The company has announced results from its H4 Deep transcranial magnetic stimulation system as a tool for smoking cessation.
BrainsWay (NASDAQ:BWAY, TASE:BWAY) has announced the final results from its multicenter trial assessing the safety and efficacy of its H4 Deep transcranial magnetic stimulation system (Deep TMS) in smoking cessation ain adults with chronic smoking addiction.
As quoted in the press release:
This trial represents the first multicenter pivotal study conducted with any non-invasive brain stimulation device in the addiction space.

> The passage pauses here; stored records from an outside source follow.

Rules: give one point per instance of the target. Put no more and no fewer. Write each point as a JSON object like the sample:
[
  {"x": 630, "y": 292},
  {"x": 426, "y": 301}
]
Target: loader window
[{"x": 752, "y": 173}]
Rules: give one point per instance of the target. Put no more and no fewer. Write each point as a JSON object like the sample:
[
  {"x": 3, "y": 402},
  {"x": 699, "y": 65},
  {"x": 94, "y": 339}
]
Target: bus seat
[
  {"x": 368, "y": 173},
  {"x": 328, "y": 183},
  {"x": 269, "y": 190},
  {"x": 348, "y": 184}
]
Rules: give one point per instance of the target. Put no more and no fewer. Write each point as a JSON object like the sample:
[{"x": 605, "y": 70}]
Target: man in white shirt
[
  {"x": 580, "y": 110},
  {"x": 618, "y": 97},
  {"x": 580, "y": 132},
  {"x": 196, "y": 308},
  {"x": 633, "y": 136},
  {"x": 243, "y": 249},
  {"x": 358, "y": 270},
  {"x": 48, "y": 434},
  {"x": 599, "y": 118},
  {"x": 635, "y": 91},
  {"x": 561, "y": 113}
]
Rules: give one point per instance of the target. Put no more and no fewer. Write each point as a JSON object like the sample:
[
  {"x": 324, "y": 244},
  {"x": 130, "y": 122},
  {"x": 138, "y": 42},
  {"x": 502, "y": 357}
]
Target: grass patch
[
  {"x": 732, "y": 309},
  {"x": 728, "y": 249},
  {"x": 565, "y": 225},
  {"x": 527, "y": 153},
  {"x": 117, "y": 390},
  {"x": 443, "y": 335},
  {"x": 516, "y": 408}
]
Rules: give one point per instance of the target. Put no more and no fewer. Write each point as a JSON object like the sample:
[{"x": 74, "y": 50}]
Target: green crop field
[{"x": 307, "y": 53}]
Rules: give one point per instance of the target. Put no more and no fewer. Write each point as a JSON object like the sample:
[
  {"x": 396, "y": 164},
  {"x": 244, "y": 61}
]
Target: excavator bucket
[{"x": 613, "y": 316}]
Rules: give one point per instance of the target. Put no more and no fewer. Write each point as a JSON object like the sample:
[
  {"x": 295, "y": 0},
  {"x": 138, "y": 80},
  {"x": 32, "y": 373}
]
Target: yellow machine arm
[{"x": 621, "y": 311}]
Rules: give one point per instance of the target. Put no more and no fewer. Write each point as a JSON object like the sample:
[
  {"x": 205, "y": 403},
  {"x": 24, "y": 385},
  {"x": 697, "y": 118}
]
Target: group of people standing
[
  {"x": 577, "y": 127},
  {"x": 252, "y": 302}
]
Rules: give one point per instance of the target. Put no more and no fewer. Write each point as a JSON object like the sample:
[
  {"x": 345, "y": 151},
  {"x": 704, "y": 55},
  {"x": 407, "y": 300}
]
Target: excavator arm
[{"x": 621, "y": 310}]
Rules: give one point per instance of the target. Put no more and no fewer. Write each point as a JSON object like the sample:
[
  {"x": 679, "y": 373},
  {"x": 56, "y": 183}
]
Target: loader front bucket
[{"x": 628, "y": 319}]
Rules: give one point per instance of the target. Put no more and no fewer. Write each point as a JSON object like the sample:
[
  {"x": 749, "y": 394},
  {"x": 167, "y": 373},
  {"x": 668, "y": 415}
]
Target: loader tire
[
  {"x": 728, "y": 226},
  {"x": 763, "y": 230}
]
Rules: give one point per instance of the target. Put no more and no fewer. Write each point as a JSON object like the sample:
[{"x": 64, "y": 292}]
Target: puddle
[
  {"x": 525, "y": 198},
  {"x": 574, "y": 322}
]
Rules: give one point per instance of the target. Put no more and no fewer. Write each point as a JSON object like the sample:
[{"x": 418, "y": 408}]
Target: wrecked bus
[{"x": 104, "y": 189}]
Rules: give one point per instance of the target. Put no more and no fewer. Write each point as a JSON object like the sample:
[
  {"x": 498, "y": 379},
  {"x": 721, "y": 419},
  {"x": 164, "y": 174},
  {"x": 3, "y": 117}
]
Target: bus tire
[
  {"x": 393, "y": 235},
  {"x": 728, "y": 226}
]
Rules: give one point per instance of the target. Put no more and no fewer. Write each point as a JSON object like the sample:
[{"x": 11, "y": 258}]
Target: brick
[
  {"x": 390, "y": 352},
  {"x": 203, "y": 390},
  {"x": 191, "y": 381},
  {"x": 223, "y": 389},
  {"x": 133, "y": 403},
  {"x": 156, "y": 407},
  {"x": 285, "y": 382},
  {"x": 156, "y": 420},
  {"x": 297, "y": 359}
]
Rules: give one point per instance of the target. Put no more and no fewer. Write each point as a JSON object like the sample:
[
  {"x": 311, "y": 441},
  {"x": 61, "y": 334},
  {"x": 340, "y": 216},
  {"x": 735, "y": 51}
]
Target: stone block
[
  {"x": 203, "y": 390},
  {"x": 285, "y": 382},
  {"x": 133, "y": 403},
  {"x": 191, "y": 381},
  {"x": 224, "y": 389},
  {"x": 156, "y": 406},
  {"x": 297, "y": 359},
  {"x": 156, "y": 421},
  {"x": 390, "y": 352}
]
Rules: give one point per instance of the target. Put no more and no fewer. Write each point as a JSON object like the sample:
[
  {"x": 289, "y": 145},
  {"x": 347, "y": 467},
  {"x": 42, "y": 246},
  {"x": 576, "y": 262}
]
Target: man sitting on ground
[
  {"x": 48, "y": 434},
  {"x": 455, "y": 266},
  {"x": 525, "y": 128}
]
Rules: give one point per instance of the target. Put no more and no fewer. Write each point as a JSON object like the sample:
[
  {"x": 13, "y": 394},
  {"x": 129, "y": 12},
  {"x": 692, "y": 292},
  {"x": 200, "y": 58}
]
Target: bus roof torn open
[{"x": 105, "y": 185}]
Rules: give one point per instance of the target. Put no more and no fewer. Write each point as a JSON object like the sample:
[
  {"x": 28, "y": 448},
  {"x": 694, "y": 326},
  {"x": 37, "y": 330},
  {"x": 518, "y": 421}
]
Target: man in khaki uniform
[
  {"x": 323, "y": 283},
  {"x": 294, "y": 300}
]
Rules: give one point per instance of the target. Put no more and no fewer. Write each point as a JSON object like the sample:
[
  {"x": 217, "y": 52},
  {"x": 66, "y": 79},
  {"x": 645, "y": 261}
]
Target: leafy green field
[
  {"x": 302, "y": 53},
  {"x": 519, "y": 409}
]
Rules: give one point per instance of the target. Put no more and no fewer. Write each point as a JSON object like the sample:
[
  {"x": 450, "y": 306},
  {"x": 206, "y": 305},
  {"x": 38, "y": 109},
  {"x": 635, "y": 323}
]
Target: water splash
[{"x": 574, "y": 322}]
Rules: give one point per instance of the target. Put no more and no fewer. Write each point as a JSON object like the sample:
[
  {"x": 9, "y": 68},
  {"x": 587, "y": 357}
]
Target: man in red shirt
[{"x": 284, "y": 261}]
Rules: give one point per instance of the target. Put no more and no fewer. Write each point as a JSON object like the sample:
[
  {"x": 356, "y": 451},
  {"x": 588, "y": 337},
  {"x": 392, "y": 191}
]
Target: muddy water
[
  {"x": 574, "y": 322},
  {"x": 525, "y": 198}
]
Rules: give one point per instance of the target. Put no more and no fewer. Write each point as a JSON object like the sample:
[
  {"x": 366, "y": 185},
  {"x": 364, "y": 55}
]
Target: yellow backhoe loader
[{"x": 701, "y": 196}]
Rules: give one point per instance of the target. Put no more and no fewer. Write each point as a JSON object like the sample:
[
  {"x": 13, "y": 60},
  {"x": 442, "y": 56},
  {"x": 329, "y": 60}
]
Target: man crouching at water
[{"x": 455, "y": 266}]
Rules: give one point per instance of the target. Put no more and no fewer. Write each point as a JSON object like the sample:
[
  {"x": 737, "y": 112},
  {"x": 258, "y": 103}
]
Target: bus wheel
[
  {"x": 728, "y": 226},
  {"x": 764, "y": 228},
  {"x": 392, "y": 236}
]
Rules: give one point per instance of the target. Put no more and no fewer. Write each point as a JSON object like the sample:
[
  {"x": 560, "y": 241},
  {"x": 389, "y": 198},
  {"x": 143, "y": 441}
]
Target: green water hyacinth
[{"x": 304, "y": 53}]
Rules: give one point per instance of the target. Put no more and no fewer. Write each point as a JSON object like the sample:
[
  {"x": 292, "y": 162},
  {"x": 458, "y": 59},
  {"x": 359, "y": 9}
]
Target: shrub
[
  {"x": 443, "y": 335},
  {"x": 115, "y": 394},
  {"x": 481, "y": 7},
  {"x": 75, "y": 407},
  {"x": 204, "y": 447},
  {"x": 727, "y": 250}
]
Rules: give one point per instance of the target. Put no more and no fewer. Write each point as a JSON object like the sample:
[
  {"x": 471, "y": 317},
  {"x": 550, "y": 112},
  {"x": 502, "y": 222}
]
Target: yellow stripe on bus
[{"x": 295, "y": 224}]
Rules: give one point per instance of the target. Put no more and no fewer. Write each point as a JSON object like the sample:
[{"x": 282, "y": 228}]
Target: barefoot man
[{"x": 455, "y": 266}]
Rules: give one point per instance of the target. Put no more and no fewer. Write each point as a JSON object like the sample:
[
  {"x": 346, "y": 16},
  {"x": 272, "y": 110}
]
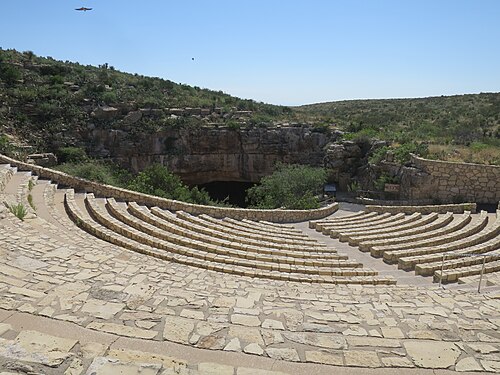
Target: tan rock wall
[
  {"x": 448, "y": 181},
  {"x": 427, "y": 209},
  {"x": 278, "y": 216}
]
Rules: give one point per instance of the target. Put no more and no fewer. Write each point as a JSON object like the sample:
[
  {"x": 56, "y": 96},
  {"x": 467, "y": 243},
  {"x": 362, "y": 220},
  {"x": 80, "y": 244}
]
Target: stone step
[
  {"x": 216, "y": 245},
  {"x": 428, "y": 264},
  {"x": 392, "y": 254},
  {"x": 281, "y": 273},
  {"x": 181, "y": 227},
  {"x": 377, "y": 248},
  {"x": 422, "y": 225}
]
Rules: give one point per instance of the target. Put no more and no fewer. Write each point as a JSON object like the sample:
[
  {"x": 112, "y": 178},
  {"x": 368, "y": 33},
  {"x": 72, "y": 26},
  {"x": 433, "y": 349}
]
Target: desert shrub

The results reported are from a randomized, double-blind, multicenter study designed to evaluate the safety and efficacy of H4 Deep TMS treatment as an aid in reducing cigarette smoking in individuals suffering from chronic smoking addiction. The trial was conducted at 14 sites, primarily in the U.S., and enrolled 262 eligible subjects randomized into two groups: an active treatment group treated with BrainsWay’s proprietary H4 coil targeting addiction-related brain circuits, and a sham (placebo) control group. The primary endpoint of the study was a comparison between the two groups of the four-week continuous quit rate (CQR), representing abstinence during a consecutive four-week period. Weekly abstinence was defined as a subject’s self-report (in a diary) of no smoking, confirmed by urine tests indicating abstinence from smoking. The participants in the study were highly addicted to smoking, with a history of smoking on average for over 26 years and multiple failed attempts to quit.
Of the 168 participants in the study who actually completed three weeks of H4 Deep TMS or sham treatment, plus the mandatory additional three weeks of follow-up (reaching the six-week endpoint), the CQR was 28.4% in the treatment group compared to 11.7% in the sham group (p=0.0063). The primary endpoint was defined based on the CQR among those subjects who received at least one H4 Deep TMS (or sham) treatment session and had at least one post-baseline assessment, even if not completing the treatment period. Within this cohort (which consisted of 234 participants and included dropouts) the CQR was 19.4% in the treatment group and 8.7% in the sham group (p= 0.0174).
An important secondary endpoint was the reduction in the number of cigarettes smoked. At baseline, the average number of cigarettes smoked per week was 132 for the active group and 127 for the sham group. After 3 weeks of treatment, the average number of cigarettes smoked per week was reduced to 38 in the active group and 57 in the sham group (p= 0.0018, active vs. sham). By the sixth week of the study, the average number of cigarettes smoked per week declined to 31 for the active group and 48 for the sham group (p=0.0125, active vs. sham).